LINDA GRADSTEIN reporting:
When Prime Minister Ariel Sharon met British Prime Minister Tony Blair at the United Nations last week, Blair invited Sharon to visit England. According to Israeli media reports, Sharon turned him down, saying, `I wouldn't want to get arrested.' Aides to Sharon say he was joking, but they also the prime minister is concerned about efforts by human rights groups to bring Israeli military commanders to trial before foreign courts.

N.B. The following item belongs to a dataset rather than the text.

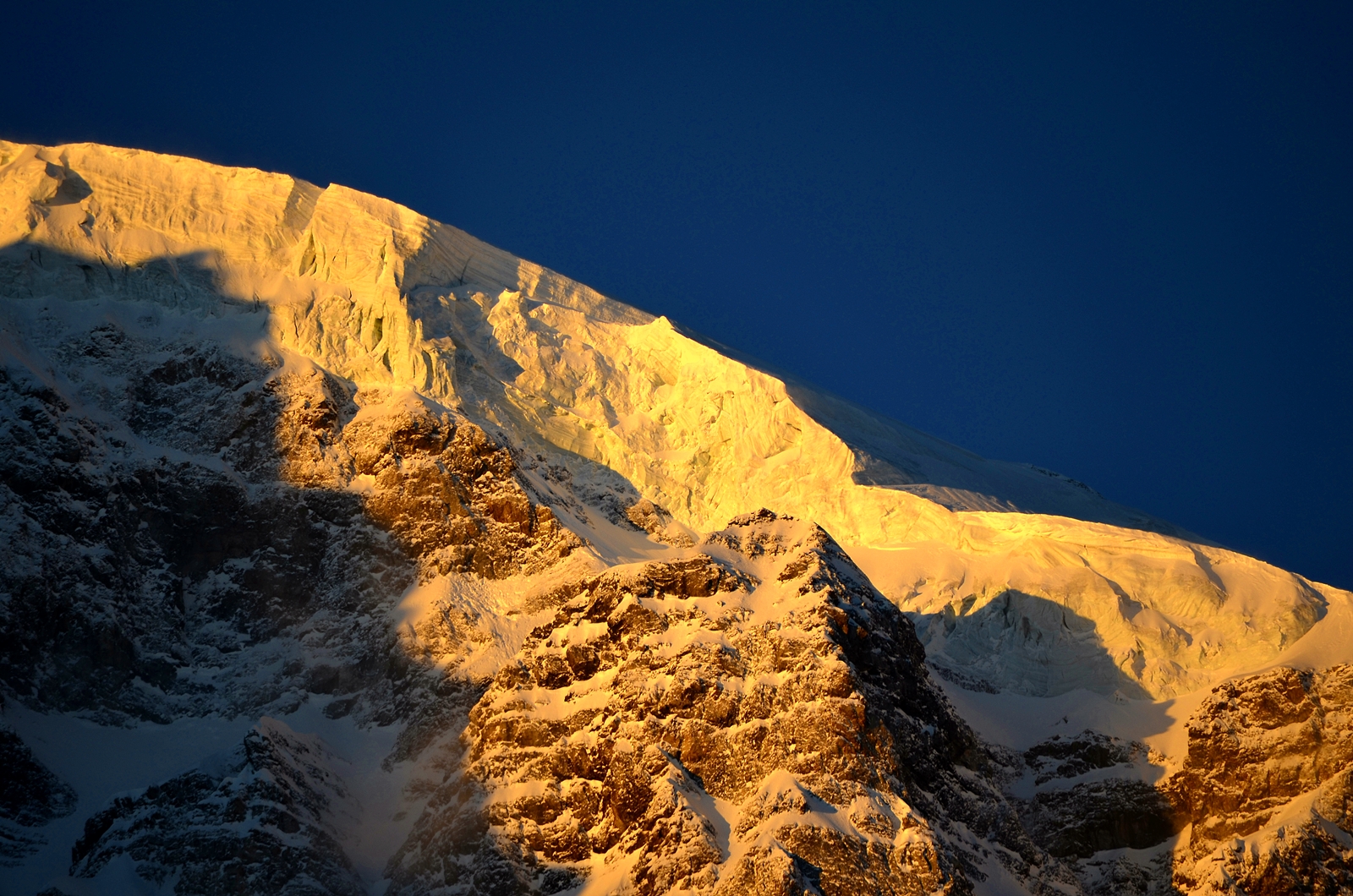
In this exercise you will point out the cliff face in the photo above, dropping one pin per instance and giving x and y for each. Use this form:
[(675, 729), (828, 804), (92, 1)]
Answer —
[(1268, 787), (753, 719), (579, 603)]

Earlier this month, Brigadier General Doron Almog flew to London to attend a fund-raiser for an organization he founded to benefit autistic children. When the plane landed, an Israeli diplomat went on board and told Almog that British detectives were waiting in the terminal with a warrant for his arrest. The Israeli general chose to remain on the plane until it returned to Israel.
The arrest warrant for Almog was issued after a British law firm presented evidence implicating him in the deaths of 14 Palestinian civilians in an Israeli air strike in the Gaza Strip more than three years ago. The Israeli attack targeted a leader of the militant group Hamas, which has claimed responsibility for many suicide bombings in Israel.

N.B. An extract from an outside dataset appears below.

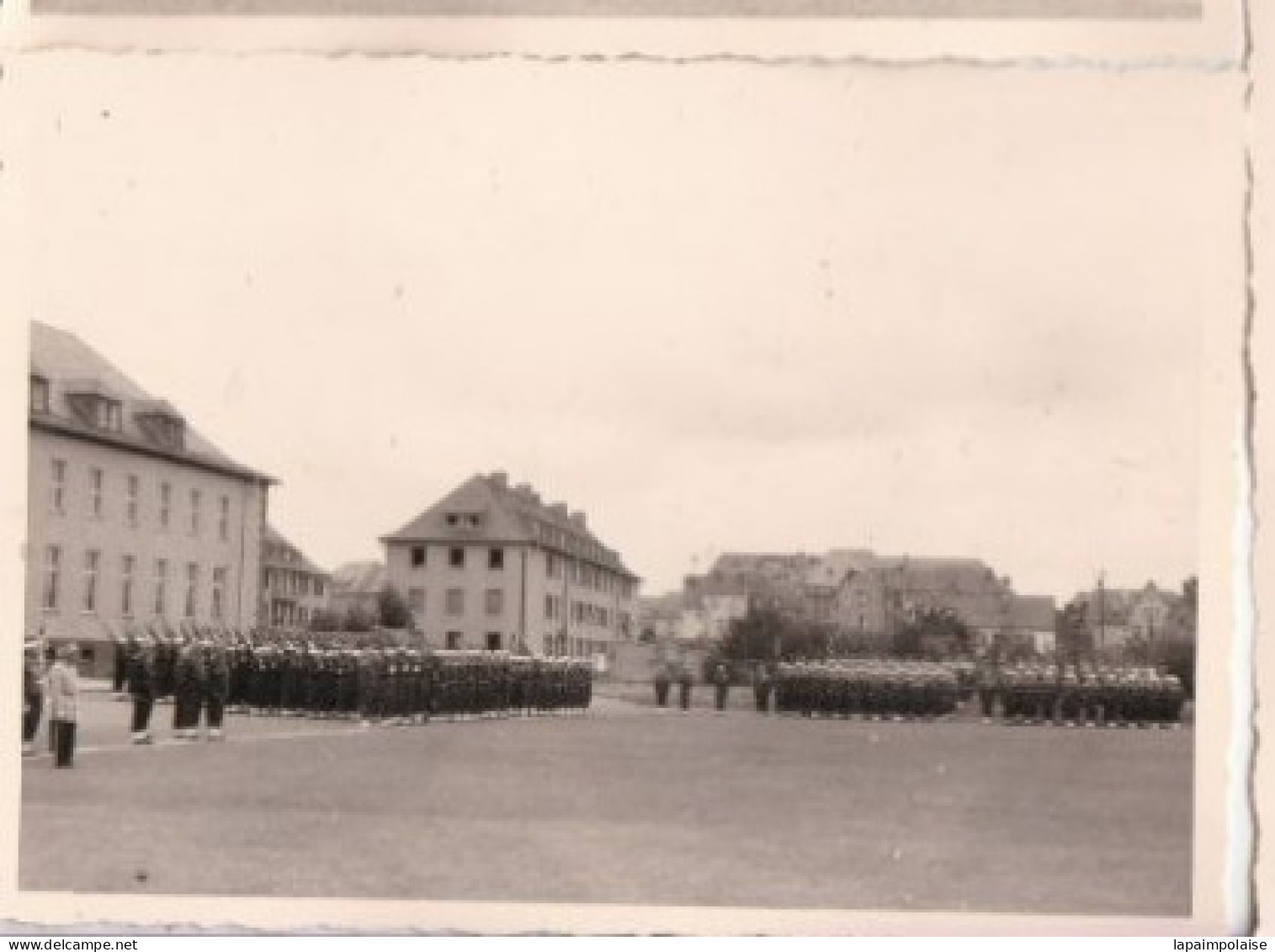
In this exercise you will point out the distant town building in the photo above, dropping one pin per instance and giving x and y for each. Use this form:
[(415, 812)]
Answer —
[(134, 520), (294, 589), (858, 593), (492, 566), (1124, 619), (354, 589)]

Before the British warrant was issued, a left-wing Israeli human rights group, Yesh Gvul, appealed to Israel's Supreme Court to prosecute Almog on the same charges. But according to Yesh Gvul activist Ram Rahat, the court has ignored the petition.
Mr. RAM RAHAT (Yesh Gvul): Despite hundreds of completely innocent Palestinians who have been killed, very, very few criminal investigations have been opened. The amount of times that someone has actually been put on trial and convicted is even smaller. I think--I don't even know if we have a handful.

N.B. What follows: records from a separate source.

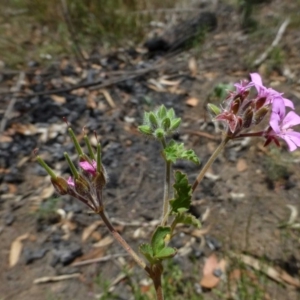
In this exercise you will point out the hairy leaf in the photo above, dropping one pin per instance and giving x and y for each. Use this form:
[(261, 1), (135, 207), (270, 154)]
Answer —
[(176, 151)]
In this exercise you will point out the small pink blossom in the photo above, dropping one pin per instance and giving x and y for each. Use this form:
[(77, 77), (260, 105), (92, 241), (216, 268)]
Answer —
[(71, 182), (270, 94), (243, 86), (282, 128), (90, 168)]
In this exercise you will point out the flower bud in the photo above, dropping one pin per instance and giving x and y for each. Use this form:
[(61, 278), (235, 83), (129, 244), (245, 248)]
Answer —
[(166, 123), (153, 119), (260, 114), (175, 123), (213, 109), (247, 117), (145, 129), (162, 112), (60, 185), (159, 133), (235, 105), (260, 102)]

GRADSTEIN: Rahat says that's why Yesh Gvul provided information that helped the British law firm in its attempt to have Almog arrested.
Some Israeli officials lashed out at Yesh Gvul, accusing the group of helping Israel's enemies. Yuval Shteinitz, an influential member of the ruling Likud Party, says Israel's soldiers should be praised for fighting terrorism, not blamed.
Mr. YUVAL SHTEINITZ (Likud Party): People who fought terrorism with all their might to defend their people and their country are now being disturbed in London and elsewhere. And I also think that there is a lot of hypocrisy here.
GRADSTEIN: In addition to Almog, two other Israeli commanders, including a former chief of staff, could face prosecution if they set foot in Britain.
Israelis have faced similar problems in other European countries. For several years, Israel's current prime minister, Ariel Sharon, steered clear of Belgium because of a warrant for his arrest there sparked by his role in the 1982 Israeli invasion of Lebanon and the massacre of Palestinian refugees in the Beirut camps of Sabra and Shatilla. Israeli Foreign Ministry spokesman Mark Regev says his government is concerned about the possibility of more indictments in European courts. He says any alleged violations of international law by Israelis should be investigated and prosecuted in Israel, not abroad.
Mr. MARK REGEV (Spokeperson, Israeli Foreign Ministry): We have in Israel a judiciary that is fiercely independent, a judiciary that is activist--some people would say activist in the extreme--a judiciary that is internationally respected for its independence and for its professionalism.
GRADSTEIN: Regev says Israel is trying to persuade Britain and other European countries to change their laws so that Israeli military officials cannot be prosecuted. Until then, many of them are likely to stay away from London. Linda Gradstein, NPR News, Jerusalem.